If you’ve decided to get divorced, you may be wondering what will happen to your property. Today we answer some fundamental questions surrounding property ownership and division in Illinois:
Can I sell my property?
If you and your spouse have decided to part ways, you can’t transfer ownership of your property to prevent your spouse from accessing it. From the moment you file for divorce, a stay goes into effect, which prohibits you from selling or giving away any of your property unless the court or your spouse explicitly agrees to it.
What is marital property?
In the eyes of the court, there are two types of property to be considered in the event of a divorce: marital and non-marital. Any non-marital property you have is yours to keep. For marital property, the court will decide how the property will be divvied up.

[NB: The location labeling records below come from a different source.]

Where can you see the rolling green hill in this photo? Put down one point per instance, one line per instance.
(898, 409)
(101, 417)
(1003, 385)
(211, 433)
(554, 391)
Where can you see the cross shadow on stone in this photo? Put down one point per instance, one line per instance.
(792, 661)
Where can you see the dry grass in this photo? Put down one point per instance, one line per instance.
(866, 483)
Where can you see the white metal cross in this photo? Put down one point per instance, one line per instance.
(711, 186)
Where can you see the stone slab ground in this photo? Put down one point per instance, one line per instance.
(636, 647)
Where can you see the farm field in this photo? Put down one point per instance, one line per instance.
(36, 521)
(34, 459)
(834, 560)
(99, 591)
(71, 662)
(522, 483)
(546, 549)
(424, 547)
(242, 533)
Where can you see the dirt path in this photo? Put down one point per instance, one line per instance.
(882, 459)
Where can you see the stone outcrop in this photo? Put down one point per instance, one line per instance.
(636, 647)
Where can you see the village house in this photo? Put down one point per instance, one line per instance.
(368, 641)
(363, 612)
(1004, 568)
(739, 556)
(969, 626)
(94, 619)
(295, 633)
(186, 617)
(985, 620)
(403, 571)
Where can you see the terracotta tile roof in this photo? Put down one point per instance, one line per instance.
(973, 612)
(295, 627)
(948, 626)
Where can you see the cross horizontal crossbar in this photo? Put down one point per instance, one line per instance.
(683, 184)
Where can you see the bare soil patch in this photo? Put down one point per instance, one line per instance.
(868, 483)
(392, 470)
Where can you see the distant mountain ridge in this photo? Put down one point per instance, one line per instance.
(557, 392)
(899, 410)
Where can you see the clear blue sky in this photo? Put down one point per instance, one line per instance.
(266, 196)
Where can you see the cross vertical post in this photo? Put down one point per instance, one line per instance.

As a general rule, any property acquired while a couple was married is considered marital property—and both parties may have a claim to it in a divorce. Documentation indicating ownership by one party doesn’t make the property non-marital. It doesn’t matter if your beloved Porsche GT3 only has your name on the tile, and you’re the only one who drives it. If you bought it while you were married, your spouse could have a claim to it.
How is marital property divided?
In Illinois, property isn’t necessarily divided down the middle, 50-50. Instead, it’s divided in whatever way the court deems fair. The court considers outside factors in deciding what property division arrangement is equitable. It may consider, for example, how long you were married or the individual economic circumstances of each spouse.
Property division is just one subject that can lead to stress and anxiety in a divorce. It can make you feel like you don’t have much control over your future. For this reason, it’s important to have an experienced divorce attorney to advocate on your behalf.